In [1]:
import pandas as pd
import os

# Data Merging

In [2]:
fuel_data = pd.read_csv("../raw_data/fuel_data.csv")
fuel_data = fuel_data.drop(columns=["Unnamed: 0"])
inflation_data = pd.read_csv("../raw_data/inflation_data.csv")
inflation_data = inflation_data.drop(columns=["Unnamed: 0"])
myr_data = pd.read_csv("../raw_data/myr_to_usd.csv")
opr_data = pd.read_csv("../raw_data/overnight_policy_rate.csv")


# Convert to Date Format

#fuel data
fuel_data["date"] = pd.to_datetime(fuel_data["date"])

#inflation data
inflation_data["date"] = pd.to_datetime(inflation_data["date"])

#myr to usd data
myr_data["date"] = pd.to_datetime(myr_data["Date"], dayfirst=True)
myr_data = myr_data.drop(columns=["Date"])

#opr data
opr_data["date"] = pd.to_datetime(opr_data["Date"], dayfirst=True)
opr_data = opr_data.drop(columns=["Date"])

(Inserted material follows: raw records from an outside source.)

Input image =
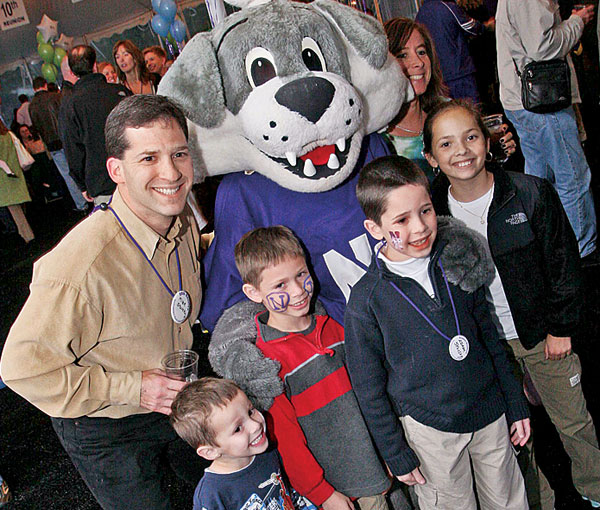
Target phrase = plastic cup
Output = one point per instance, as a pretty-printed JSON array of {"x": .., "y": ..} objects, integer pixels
[
  {"x": 494, "y": 124},
  {"x": 181, "y": 365}
]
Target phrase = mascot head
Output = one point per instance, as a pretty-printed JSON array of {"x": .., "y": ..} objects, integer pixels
[{"x": 287, "y": 90}]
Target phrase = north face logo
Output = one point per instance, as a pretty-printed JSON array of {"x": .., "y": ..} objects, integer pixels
[{"x": 516, "y": 219}]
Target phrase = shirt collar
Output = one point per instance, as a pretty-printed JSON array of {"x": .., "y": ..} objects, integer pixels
[{"x": 147, "y": 238}]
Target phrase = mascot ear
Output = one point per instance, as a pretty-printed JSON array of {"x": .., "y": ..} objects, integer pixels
[
  {"x": 363, "y": 32},
  {"x": 375, "y": 73},
  {"x": 194, "y": 82}
]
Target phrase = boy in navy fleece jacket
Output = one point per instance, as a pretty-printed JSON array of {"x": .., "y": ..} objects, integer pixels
[
  {"x": 432, "y": 379},
  {"x": 321, "y": 436}
]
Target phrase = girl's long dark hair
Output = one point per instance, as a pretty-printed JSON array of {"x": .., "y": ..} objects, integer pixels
[
  {"x": 399, "y": 31},
  {"x": 138, "y": 59}
]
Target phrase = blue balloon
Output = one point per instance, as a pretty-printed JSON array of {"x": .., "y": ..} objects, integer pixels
[
  {"x": 178, "y": 30},
  {"x": 167, "y": 9},
  {"x": 160, "y": 25}
]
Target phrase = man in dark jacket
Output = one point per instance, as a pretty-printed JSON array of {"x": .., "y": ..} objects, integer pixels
[
  {"x": 450, "y": 27},
  {"x": 82, "y": 118},
  {"x": 43, "y": 110}
]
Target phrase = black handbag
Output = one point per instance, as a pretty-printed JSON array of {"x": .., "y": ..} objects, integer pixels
[{"x": 545, "y": 86}]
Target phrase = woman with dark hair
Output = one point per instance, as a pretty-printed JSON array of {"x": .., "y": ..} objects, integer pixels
[
  {"x": 413, "y": 47},
  {"x": 13, "y": 188},
  {"x": 131, "y": 68},
  {"x": 109, "y": 72}
]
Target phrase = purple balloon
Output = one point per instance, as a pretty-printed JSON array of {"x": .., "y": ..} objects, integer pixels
[
  {"x": 167, "y": 9},
  {"x": 178, "y": 30},
  {"x": 160, "y": 25}
]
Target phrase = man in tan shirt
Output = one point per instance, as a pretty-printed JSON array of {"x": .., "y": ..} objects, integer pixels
[{"x": 87, "y": 345}]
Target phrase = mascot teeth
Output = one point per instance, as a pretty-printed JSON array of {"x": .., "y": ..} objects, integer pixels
[
  {"x": 291, "y": 157},
  {"x": 309, "y": 168},
  {"x": 333, "y": 162}
]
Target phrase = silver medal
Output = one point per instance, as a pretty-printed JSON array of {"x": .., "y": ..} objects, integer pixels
[
  {"x": 181, "y": 305},
  {"x": 459, "y": 347}
]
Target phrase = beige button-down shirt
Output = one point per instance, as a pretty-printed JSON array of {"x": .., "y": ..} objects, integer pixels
[{"x": 98, "y": 315}]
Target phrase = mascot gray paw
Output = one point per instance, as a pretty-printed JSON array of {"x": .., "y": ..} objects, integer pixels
[
  {"x": 233, "y": 354},
  {"x": 466, "y": 259}
]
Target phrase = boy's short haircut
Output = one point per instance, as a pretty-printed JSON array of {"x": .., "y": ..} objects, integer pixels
[
  {"x": 193, "y": 407},
  {"x": 381, "y": 176},
  {"x": 264, "y": 247}
]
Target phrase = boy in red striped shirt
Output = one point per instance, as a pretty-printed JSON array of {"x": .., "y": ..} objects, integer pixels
[{"x": 321, "y": 436}]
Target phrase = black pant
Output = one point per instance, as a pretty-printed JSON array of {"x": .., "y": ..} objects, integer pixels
[{"x": 123, "y": 461}]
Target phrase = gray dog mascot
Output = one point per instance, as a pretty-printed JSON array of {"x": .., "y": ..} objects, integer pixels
[
  {"x": 283, "y": 97},
  {"x": 286, "y": 99}
]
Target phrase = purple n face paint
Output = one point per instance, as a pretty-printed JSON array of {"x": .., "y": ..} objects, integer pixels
[
  {"x": 278, "y": 301},
  {"x": 308, "y": 285},
  {"x": 396, "y": 241}
]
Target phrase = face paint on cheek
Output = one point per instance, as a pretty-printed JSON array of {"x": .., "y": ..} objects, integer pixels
[
  {"x": 396, "y": 241},
  {"x": 278, "y": 301},
  {"x": 308, "y": 285}
]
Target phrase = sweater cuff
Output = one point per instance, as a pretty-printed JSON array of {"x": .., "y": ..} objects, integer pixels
[
  {"x": 516, "y": 410},
  {"x": 404, "y": 463},
  {"x": 320, "y": 493},
  {"x": 125, "y": 388}
]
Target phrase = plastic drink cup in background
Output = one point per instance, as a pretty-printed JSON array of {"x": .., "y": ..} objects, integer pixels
[{"x": 181, "y": 365}]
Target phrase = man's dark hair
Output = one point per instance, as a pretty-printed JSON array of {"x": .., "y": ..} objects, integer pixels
[
  {"x": 82, "y": 59},
  {"x": 138, "y": 111},
  {"x": 381, "y": 176},
  {"x": 39, "y": 82},
  {"x": 157, "y": 50}
]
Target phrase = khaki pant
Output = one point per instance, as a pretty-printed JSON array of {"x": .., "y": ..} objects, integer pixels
[
  {"x": 446, "y": 460},
  {"x": 559, "y": 386}
]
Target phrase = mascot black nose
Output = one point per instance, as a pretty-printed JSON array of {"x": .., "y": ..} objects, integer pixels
[{"x": 310, "y": 97}]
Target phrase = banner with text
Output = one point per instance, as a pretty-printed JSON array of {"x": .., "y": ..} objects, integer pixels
[{"x": 13, "y": 14}]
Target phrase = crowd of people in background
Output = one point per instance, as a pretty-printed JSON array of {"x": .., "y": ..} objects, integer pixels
[
  {"x": 46, "y": 131},
  {"x": 440, "y": 52}
]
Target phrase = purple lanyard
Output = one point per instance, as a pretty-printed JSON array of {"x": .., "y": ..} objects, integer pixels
[
  {"x": 104, "y": 207},
  {"x": 418, "y": 310}
]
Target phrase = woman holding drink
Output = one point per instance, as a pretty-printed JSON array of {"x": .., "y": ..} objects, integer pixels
[{"x": 412, "y": 46}]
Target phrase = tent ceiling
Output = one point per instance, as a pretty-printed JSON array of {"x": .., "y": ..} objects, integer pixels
[{"x": 74, "y": 20}]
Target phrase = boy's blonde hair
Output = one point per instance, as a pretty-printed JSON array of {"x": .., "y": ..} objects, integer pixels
[
  {"x": 264, "y": 247},
  {"x": 193, "y": 407},
  {"x": 382, "y": 176}
]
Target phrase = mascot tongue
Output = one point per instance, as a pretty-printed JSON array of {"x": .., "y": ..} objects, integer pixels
[{"x": 320, "y": 155}]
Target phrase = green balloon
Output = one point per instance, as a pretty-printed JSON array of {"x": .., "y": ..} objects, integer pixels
[
  {"x": 46, "y": 51},
  {"x": 59, "y": 54},
  {"x": 49, "y": 72}
]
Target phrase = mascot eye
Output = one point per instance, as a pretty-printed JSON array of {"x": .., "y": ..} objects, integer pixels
[
  {"x": 260, "y": 66},
  {"x": 312, "y": 56}
]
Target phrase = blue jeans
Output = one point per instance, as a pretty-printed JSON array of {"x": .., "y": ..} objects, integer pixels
[
  {"x": 60, "y": 160},
  {"x": 552, "y": 150}
]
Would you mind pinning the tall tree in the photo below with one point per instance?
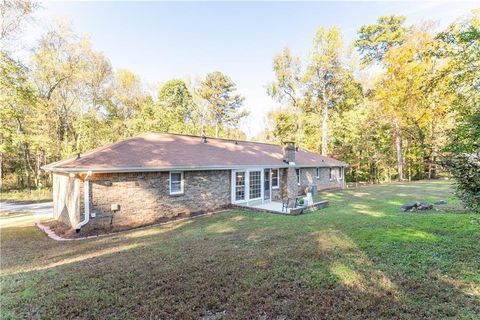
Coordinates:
(286, 89)
(374, 42)
(326, 76)
(376, 39)
(461, 47)
(219, 91)
(173, 112)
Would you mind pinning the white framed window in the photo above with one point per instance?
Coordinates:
(176, 182)
(275, 179)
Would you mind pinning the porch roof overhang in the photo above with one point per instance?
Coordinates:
(180, 168)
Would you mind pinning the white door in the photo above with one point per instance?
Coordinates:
(247, 185)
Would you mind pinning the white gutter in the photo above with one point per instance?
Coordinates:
(184, 168)
(86, 202)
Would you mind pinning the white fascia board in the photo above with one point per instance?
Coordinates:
(156, 169)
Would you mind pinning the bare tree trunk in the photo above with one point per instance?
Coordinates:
(432, 169)
(325, 129)
(399, 147)
(1, 170)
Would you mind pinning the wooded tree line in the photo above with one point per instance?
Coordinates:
(392, 104)
(68, 99)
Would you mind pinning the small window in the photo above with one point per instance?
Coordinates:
(176, 182)
(275, 178)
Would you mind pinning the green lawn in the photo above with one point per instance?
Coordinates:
(359, 258)
(26, 196)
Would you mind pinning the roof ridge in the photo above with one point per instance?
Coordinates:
(208, 137)
(82, 155)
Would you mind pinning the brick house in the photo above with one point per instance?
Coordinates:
(159, 176)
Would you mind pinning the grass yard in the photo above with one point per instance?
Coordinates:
(359, 258)
(35, 195)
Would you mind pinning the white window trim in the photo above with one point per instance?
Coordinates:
(278, 179)
(170, 183)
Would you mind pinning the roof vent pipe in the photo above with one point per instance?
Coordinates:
(289, 153)
(86, 202)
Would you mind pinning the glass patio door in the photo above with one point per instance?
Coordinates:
(266, 184)
(240, 185)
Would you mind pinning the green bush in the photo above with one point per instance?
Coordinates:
(465, 168)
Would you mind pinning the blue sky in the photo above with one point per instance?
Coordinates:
(164, 40)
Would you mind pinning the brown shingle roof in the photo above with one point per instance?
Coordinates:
(152, 150)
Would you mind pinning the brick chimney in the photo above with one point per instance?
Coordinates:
(289, 153)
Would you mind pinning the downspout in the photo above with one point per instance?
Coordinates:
(86, 201)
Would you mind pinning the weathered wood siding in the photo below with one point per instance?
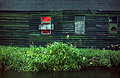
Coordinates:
(21, 29)
(14, 29)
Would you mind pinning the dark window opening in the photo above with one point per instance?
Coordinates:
(79, 25)
(113, 19)
(113, 29)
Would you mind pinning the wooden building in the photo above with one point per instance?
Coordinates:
(84, 23)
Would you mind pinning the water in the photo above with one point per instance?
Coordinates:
(80, 74)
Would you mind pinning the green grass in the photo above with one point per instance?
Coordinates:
(55, 57)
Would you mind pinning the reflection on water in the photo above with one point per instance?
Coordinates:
(80, 74)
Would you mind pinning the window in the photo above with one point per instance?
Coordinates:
(113, 28)
(46, 25)
(113, 25)
(79, 25)
(113, 19)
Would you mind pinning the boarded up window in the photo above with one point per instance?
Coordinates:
(79, 25)
(46, 25)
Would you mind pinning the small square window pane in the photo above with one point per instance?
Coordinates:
(80, 27)
(79, 18)
(45, 19)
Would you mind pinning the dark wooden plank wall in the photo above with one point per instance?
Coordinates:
(21, 29)
(14, 29)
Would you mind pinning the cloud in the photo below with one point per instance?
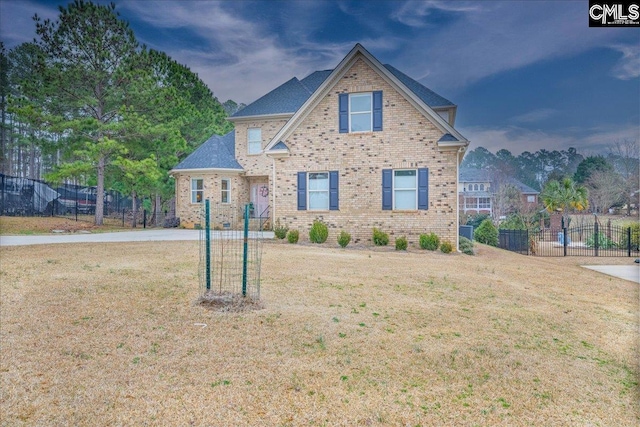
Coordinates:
(16, 23)
(535, 115)
(413, 13)
(518, 139)
(501, 36)
(629, 65)
(240, 58)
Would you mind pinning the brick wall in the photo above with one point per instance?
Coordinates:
(190, 213)
(408, 140)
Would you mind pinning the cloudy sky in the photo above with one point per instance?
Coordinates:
(525, 75)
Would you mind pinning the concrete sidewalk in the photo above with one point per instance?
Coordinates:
(165, 234)
(626, 272)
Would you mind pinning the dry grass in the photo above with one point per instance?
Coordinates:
(45, 225)
(111, 334)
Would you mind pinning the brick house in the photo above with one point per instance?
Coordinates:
(477, 189)
(359, 146)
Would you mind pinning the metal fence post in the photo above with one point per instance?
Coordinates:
(207, 233)
(245, 250)
(596, 237)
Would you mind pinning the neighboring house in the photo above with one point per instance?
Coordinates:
(359, 146)
(477, 190)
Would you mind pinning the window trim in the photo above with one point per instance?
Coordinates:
(193, 192)
(227, 191)
(327, 191)
(394, 190)
(250, 141)
(370, 112)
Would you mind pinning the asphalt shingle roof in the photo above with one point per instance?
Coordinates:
(286, 98)
(217, 152)
(447, 137)
(427, 96)
(289, 97)
(473, 175)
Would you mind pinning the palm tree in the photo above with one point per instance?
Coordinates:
(564, 196)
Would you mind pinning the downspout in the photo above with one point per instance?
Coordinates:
(460, 150)
(273, 191)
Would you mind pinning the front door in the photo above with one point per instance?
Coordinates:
(260, 199)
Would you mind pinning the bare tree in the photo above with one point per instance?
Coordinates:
(625, 156)
(606, 188)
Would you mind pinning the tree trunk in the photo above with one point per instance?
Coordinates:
(157, 208)
(99, 220)
(134, 209)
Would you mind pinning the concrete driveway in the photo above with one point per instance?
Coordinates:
(627, 272)
(165, 234)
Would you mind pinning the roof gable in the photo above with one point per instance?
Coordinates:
(217, 152)
(359, 52)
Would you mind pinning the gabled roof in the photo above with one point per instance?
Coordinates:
(473, 175)
(286, 98)
(289, 97)
(483, 175)
(218, 152)
(523, 188)
(359, 52)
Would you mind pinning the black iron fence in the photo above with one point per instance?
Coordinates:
(29, 197)
(607, 240)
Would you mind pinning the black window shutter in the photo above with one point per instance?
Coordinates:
(377, 111)
(343, 111)
(387, 189)
(333, 191)
(423, 188)
(302, 191)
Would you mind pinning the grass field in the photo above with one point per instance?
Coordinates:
(109, 334)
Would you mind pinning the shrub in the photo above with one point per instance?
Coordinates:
(429, 241)
(401, 244)
(513, 222)
(280, 231)
(343, 239)
(380, 238)
(603, 242)
(635, 237)
(486, 233)
(476, 220)
(446, 247)
(319, 232)
(293, 236)
(466, 246)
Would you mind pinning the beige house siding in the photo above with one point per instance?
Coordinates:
(408, 140)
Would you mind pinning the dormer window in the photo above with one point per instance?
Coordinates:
(254, 140)
(360, 112)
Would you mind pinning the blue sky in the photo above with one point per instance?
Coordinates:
(525, 75)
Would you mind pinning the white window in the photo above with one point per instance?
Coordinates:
(360, 112)
(197, 190)
(254, 140)
(405, 189)
(225, 186)
(318, 191)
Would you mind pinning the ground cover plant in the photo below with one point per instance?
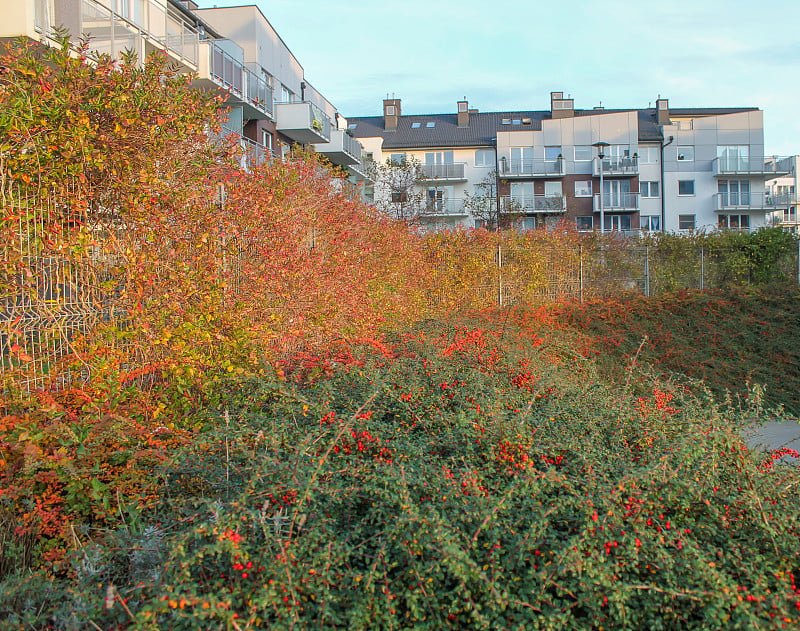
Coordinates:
(471, 475)
(280, 414)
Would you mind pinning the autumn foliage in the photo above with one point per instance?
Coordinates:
(265, 405)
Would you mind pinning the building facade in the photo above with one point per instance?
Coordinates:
(653, 169)
(271, 105)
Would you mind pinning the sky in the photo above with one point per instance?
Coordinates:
(510, 55)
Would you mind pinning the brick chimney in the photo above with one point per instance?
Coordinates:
(561, 107)
(662, 111)
(391, 113)
(463, 113)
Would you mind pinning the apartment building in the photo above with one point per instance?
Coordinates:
(271, 104)
(626, 170)
(782, 195)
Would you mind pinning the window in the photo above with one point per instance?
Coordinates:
(648, 189)
(617, 222)
(583, 153)
(736, 222)
(734, 192)
(551, 154)
(583, 188)
(398, 197)
(648, 154)
(484, 158)
(650, 223)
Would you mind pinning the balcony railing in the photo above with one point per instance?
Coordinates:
(444, 172)
(617, 166)
(343, 149)
(241, 82)
(114, 32)
(451, 206)
(303, 122)
(531, 168)
(535, 203)
(747, 166)
(617, 202)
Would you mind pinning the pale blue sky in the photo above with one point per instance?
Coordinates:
(510, 55)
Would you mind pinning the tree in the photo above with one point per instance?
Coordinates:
(399, 188)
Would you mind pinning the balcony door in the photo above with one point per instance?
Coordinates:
(616, 193)
(734, 192)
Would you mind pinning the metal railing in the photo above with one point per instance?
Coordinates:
(239, 80)
(454, 171)
(535, 203)
(114, 32)
(531, 167)
(617, 166)
(617, 201)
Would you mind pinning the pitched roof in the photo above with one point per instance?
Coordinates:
(483, 126)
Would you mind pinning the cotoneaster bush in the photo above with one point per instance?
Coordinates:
(475, 475)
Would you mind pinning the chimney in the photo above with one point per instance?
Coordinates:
(391, 113)
(662, 111)
(463, 113)
(561, 107)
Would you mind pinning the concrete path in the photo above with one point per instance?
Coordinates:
(772, 435)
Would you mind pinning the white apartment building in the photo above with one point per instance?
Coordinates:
(782, 195)
(647, 169)
(236, 50)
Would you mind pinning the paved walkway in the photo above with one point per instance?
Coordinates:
(772, 435)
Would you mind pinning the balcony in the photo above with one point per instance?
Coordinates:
(617, 167)
(746, 167)
(744, 201)
(303, 122)
(143, 26)
(617, 202)
(444, 172)
(546, 204)
(343, 149)
(517, 169)
(219, 69)
(452, 207)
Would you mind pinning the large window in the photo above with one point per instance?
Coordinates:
(551, 154)
(651, 223)
(648, 189)
(484, 158)
(734, 192)
(617, 222)
(583, 188)
(736, 222)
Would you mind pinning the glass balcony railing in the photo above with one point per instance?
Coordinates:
(115, 26)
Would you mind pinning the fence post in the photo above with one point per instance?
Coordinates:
(702, 267)
(499, 275)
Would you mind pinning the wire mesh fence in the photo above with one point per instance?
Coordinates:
(65, 265)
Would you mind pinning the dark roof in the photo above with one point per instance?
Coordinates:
(483, 126)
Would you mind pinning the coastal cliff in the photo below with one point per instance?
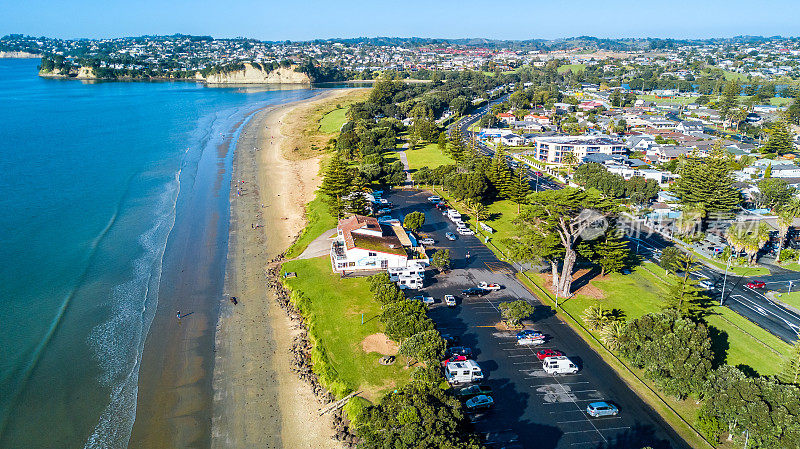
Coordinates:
(18, 55)
(256, 75)
(79, 73)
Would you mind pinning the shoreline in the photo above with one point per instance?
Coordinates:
(259, 401)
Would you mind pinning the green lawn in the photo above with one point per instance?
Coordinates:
(780, 101)
(575, 68)
(739, 271)
(319, 221)
(640, 293)
(336, 308)
(676, 100)
(428, 156)
(333, 121)
(793, 298)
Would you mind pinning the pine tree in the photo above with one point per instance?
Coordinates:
(791, 369)
(519, 188)
(780, 141)
(612, 253)
(705, 183)
(336, 184)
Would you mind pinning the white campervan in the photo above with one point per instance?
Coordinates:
(463, 372)
(559, 365)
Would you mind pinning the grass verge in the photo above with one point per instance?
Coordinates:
(333, 308)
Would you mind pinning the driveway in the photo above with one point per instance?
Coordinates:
(538, 409)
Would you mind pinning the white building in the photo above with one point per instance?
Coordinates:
(552, 149)
(362, 245)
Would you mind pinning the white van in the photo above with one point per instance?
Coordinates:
(559, 365)
(463, 372)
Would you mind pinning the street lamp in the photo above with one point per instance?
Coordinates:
(724, 280)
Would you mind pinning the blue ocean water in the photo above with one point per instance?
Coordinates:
(90, 178)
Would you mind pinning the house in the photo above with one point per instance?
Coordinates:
(690, 127)
(506, 118)
(666, 153)
(552, 149)
(362, 244)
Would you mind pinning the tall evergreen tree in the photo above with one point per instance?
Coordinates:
(519, 188)
(336, 184)
(612, 253)
(791, 369)
(780, 140)
(705, 183)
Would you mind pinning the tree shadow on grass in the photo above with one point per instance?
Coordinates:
(719, 344)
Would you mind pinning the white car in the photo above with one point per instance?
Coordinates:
(465, 231)
(491, 287)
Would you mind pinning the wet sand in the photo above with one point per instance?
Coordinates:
(258, 400)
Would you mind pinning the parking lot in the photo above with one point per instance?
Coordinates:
(535, 408)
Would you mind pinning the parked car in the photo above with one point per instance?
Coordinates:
(706, 284)
(530, 337)
(472, 391)
(465, 231)
(545, 353)
(458, 350)
(491, 287)
(559, 365)
(602, 408)
(474, 291)
(463, 372)
(425, 299)
(480, 402)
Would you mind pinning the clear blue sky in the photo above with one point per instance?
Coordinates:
(302, 20)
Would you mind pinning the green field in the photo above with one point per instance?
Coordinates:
(793, 298)
(639, 293)
(428, 156)
(336, 309)
(575, 68)
(333, 121)
(318, 219)
(676, 100)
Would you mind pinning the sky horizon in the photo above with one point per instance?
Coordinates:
(309, 20)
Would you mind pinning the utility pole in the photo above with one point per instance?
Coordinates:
(724, 280)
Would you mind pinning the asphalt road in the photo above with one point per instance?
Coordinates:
(750, 303)
(536, 409)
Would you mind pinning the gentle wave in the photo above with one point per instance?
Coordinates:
(118, 343)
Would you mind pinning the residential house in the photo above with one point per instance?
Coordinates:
(552, 149)
(362, 244)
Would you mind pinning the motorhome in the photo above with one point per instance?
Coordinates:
(559, 365)
(463, 372)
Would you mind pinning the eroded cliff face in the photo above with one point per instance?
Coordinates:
(253, 75)
(18, 55)
(81, 73)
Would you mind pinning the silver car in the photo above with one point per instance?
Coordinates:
(602, 408)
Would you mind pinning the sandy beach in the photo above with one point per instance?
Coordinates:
(258, 400)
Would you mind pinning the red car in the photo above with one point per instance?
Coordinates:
(545, 353)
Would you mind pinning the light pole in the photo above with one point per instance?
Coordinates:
(724, 280)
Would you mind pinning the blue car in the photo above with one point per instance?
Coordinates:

inflation_data = inflation_data[ inflation_data["division"] == "overall" ]
fuel_data = fuel_data[ fuel_data["series_type"] == "level" ]


In [3]:
# Merge all by "date" column
merged = fuel_data.merge(myr_data, on="date", how="outer") \
                  .merge(inflation_data, on="date", how="outer") \
                  .merge(opr_data, on="date", how="outer") \

merged.to_csv("../raw_data/merged_data.csv")
merged.head()


Unnamed: 0,date,ron95,ron97,diesel,ron95_skps,series_type,ron95_budi95,diesel_eastmsia,USD,index,state,division,Rate
0,2004-05-26,,,,,,,,,,,,2.7
1,2004-08-25,,,,,,,,,,,,2.7
2,2004-11-30,,,,,,,,,,,,2.7
3,2005-02-28,,,,,,,,,,,,2.7
4,2005-05-25,,,,,,,,,,,,2.7


# Data Cleaning

### 1. Date to datetime

In [4]:
raw_data = pd.read_csv("../raw_data/merged_data.csv")
raw_data = raw_data.drop(columns=["Unnamed: 0"])
raw_data["date"] = pd.to_datetime(raw_data["date"])
raw_data

Unnamed: 0,date,ron95,ron97,diesel,ron95_skps,series_type,ron95_budi95,diesel_eastmsia,USD,index,state,division,Rate
0,2004-05-26,,,,,,,,,,,,2.7
1,2004-08-25,,,,,,,,,,,,2.7
2,2004-11-30,,,,,,,,,,,,2.7
3,2005-02-28,,,,,,,,,,,,2.7
4,2005-05-25,,,,,,,,,,,,2.7
...,...,...,...,...,...,...,...,...,...,...,...,...,...
5913,2026-01-26,,,,,,,,3.9695,,,,
5914,2026-01-27,,,,,,,,3.9575,,,,
5915,2026-01-28,,,,,,,,3.9205,,,,
5916,2026-01-29,,,,,,,,3.9330,,,,


### 2. Fixing null values

Forward-fill operation

In [5]:
cols_to_fill = ["ron95", "ron97", "diesel", "ron95_budi95","Rate", "USD"]
raw_data[cols_to_fill] = raw_data[cols_to_fill].ffill()
raw_data.head()
raw_data.to_csv("../raw_data/raw_data.csv")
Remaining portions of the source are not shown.